We all know that bit of conventional wisdom, said to get us over-strivers to pursue balance: No one ever regretted on their death bed not working more and harder. We all agree there is something in that.
But, there are those of us, especially when feeling the pain of a professional setback or, worse, being ignored in our careers, who are convinced we will die feeling angry at ourselves, our parents, our limited high-school counselor, and society for not "going to a better school." Now, of course, that extends all the way to K-12.
That category of resentment might be becoming an anachronism. In a now workplace, the past is no longer prologue. When presenting ourselves to employers, clients, and customers, the focus is what outcomes we can achieve for them in the next 30 days. Track record, not credentials, is the platform for that pitch.

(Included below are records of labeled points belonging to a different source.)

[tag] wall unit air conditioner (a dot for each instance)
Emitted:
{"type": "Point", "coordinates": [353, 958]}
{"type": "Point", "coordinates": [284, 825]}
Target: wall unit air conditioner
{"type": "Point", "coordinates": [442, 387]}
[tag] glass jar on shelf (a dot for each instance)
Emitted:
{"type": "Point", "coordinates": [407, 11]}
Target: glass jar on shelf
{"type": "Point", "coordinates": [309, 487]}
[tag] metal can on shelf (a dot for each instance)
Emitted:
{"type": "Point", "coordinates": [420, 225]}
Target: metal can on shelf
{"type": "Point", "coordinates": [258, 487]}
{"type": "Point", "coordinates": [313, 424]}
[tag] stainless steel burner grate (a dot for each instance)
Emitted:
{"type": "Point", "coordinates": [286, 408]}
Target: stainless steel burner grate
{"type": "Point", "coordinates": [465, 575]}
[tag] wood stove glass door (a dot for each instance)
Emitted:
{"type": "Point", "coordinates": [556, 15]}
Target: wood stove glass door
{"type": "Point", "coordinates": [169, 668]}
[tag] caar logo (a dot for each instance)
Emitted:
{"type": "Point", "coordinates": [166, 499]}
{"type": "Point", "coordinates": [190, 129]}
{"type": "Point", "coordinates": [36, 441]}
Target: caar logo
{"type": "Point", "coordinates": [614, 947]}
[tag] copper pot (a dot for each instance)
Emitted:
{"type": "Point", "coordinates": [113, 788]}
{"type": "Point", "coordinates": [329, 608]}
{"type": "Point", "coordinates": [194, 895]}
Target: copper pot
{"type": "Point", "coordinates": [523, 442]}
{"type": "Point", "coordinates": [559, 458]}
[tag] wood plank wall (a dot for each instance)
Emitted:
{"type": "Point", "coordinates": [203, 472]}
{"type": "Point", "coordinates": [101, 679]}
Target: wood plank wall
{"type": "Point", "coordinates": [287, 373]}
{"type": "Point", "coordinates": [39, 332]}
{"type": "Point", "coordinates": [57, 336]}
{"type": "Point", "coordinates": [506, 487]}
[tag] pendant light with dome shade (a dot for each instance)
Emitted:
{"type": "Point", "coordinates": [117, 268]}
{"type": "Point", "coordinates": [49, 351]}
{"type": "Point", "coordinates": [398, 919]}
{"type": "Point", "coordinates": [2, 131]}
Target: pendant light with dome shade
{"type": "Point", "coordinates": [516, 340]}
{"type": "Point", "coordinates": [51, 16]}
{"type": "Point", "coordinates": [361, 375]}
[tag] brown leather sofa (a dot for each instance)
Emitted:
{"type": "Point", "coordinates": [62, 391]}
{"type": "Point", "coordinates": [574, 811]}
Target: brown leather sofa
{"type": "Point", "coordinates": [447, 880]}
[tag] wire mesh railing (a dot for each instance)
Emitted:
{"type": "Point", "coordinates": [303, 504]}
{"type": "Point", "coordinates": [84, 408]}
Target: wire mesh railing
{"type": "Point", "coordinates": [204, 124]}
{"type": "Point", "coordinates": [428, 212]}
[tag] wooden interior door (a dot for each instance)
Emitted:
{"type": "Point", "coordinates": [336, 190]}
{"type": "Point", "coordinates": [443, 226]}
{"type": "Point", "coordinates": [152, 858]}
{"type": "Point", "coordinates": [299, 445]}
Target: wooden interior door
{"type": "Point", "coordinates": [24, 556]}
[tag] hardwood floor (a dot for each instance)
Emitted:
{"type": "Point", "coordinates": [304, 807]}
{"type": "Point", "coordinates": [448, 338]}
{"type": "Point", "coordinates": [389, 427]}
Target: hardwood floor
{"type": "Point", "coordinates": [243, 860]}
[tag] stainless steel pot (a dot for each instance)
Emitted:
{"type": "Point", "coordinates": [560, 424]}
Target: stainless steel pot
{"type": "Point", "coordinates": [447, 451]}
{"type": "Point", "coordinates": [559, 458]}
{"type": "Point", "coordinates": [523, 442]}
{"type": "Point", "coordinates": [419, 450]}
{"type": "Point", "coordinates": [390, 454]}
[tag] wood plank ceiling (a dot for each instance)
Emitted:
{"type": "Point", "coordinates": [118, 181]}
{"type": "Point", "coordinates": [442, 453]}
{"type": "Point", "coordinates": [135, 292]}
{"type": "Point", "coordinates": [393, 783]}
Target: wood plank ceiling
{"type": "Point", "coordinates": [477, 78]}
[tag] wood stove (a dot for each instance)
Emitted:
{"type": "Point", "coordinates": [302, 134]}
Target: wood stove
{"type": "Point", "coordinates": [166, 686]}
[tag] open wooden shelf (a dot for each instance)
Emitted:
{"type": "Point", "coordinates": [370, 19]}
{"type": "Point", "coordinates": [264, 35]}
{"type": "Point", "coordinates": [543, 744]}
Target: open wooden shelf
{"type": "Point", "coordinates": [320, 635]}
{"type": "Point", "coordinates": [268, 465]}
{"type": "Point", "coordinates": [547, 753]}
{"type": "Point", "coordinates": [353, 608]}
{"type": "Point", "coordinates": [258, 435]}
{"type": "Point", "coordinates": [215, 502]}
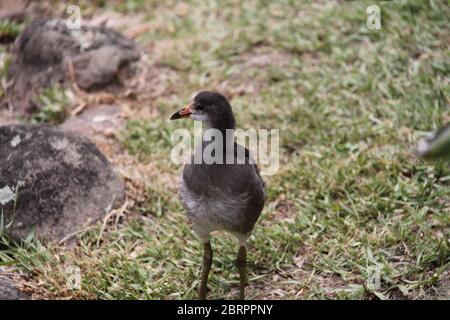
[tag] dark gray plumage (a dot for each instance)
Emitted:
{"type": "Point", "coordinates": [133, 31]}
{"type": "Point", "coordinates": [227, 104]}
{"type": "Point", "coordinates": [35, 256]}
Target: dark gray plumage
{"type": "Point", "coordinates": [220, 196]}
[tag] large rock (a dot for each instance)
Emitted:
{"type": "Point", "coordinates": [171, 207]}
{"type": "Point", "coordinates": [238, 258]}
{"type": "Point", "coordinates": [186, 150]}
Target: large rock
{"type": "Point", "coordinates": [48, 53]}
{"type": "Point", "coordinates": [53, 182]}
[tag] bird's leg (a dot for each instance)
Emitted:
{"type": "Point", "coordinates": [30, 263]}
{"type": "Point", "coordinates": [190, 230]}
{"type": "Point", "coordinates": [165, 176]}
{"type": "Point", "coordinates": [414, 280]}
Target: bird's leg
{"type": "Point", "coordinates": [207, 262]}
{"type": "Point", "coordinates": [241, 262]}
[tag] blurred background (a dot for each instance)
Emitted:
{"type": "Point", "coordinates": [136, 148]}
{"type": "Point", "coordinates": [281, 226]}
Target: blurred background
{"type": "Point", "coordinates": [352, 212]}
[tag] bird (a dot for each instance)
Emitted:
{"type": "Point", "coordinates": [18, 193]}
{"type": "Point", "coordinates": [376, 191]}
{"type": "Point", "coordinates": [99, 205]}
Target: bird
{"type": "Point", "coordinates": [437, 145]}
{"type": "Point", "coordinates": [220, 196]}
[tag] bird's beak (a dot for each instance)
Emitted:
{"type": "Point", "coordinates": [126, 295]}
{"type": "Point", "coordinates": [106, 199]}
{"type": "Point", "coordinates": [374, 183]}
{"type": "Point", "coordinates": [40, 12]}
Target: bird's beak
{"type": "Point", "coordinates": [183, 113]}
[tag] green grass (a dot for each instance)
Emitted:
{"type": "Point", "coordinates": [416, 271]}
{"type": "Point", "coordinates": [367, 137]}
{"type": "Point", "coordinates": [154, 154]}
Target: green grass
{"type": "Point", "coordinates": [350, 104]}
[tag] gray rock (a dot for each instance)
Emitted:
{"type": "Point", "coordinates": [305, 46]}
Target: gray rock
{"type": "Point", "coordinates": [47, 53]}
{"type": "Point", "coordinates": [53, 182]}
{"type": "Point", "coordinates": [9, 290]}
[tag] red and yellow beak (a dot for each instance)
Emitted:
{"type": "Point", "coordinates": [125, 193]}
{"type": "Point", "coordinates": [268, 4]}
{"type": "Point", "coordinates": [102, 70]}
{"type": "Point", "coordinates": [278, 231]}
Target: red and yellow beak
{"type": "Point", "coordinates": [183, 113]}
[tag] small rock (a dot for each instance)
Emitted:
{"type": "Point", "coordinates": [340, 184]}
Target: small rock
{"type": "Point", "coordinates": [9, 290]}
{"type": "Point", "coordinates": [48, 53]}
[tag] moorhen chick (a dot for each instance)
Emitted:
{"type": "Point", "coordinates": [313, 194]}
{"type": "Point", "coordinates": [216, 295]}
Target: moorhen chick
{"type": "Point", "coordinates": [220, 195]}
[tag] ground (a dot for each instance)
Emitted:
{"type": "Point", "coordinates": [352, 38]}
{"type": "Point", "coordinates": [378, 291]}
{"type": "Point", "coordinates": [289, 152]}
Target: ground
{"type": "Point", "coordinates": [350, 199]}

Maybe more of a paradigm shift, academic pedigree may become irrelevant. In a breakthrough article in THE WALL STREET JOURNAL, Holly Fine makes the case for online instruction as the equal opportunity force in education. Those who are insightful about implications and have the fire in the belly to push forward will be the economic winners. Nothing wrong with going to Harvard but there will increasingly be not so much that's wicked smart about it.

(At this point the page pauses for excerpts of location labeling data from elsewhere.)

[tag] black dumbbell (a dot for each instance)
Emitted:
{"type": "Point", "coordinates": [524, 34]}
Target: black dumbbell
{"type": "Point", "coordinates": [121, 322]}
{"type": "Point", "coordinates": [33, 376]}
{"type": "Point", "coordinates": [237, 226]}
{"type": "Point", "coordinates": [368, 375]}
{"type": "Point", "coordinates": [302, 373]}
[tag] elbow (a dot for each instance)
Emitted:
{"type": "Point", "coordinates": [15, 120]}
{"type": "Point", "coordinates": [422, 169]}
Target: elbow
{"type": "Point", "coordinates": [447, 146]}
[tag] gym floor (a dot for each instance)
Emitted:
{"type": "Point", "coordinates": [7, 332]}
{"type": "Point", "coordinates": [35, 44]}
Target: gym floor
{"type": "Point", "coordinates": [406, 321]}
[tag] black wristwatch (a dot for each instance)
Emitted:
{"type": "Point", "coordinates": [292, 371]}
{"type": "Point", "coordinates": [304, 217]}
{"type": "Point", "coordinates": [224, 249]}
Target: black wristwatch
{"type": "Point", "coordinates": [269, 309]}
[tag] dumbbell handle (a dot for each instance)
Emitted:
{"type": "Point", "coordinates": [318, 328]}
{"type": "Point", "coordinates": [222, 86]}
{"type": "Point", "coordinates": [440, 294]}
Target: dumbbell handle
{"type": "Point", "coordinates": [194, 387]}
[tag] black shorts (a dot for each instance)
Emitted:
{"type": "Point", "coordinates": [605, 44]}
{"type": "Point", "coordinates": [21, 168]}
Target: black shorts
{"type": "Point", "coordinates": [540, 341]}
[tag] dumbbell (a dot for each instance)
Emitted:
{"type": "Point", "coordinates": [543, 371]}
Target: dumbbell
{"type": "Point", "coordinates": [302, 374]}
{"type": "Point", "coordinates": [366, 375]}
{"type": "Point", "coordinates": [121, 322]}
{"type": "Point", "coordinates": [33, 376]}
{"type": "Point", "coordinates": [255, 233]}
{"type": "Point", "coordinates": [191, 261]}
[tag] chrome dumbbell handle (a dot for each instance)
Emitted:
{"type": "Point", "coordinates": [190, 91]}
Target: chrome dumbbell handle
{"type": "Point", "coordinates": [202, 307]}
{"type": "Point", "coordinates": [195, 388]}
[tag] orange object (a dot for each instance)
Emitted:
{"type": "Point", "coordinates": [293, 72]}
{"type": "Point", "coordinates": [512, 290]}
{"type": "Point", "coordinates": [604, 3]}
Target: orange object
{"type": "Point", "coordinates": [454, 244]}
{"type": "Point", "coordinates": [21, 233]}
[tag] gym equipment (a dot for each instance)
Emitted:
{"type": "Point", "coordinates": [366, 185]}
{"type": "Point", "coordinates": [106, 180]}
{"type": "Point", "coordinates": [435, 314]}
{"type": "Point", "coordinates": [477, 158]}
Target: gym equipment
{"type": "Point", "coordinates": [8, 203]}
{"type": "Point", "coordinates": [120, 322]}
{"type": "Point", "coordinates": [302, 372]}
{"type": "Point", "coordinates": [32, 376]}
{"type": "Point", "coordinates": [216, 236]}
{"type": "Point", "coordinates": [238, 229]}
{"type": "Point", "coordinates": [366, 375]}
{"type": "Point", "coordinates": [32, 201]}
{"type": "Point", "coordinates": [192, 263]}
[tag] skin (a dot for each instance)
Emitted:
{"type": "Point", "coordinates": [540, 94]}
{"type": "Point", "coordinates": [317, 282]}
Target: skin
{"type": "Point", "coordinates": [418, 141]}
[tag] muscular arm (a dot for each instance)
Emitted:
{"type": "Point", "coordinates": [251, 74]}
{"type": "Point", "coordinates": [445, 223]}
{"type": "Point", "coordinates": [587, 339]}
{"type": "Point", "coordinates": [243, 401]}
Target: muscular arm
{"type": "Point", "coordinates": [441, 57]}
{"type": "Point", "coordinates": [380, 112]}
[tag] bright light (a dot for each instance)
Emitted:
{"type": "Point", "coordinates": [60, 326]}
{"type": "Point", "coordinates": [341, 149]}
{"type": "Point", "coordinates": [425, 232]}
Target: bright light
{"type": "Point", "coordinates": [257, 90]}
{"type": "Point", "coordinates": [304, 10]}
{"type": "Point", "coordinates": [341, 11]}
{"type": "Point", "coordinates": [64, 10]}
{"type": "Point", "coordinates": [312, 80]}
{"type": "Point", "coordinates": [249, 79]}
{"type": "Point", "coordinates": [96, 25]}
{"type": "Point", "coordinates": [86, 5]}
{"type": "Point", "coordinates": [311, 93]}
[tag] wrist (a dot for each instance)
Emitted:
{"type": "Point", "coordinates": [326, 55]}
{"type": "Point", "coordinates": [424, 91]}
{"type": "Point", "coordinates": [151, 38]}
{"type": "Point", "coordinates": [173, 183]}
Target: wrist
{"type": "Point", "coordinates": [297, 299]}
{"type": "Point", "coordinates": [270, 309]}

My first stop on my career path was a women's Roman Catholic college Seton Hill, Greensburg, Pennsylvania. The student body was mostly, like myself, first-generation college. We tended to feel less-than then and more less-than later as we moved on to prestigious graduate schools and the Fortune 500. That pain some of us nurtured into a primal wound. It's funny: that doesn't matter much any more and it will matter less and less.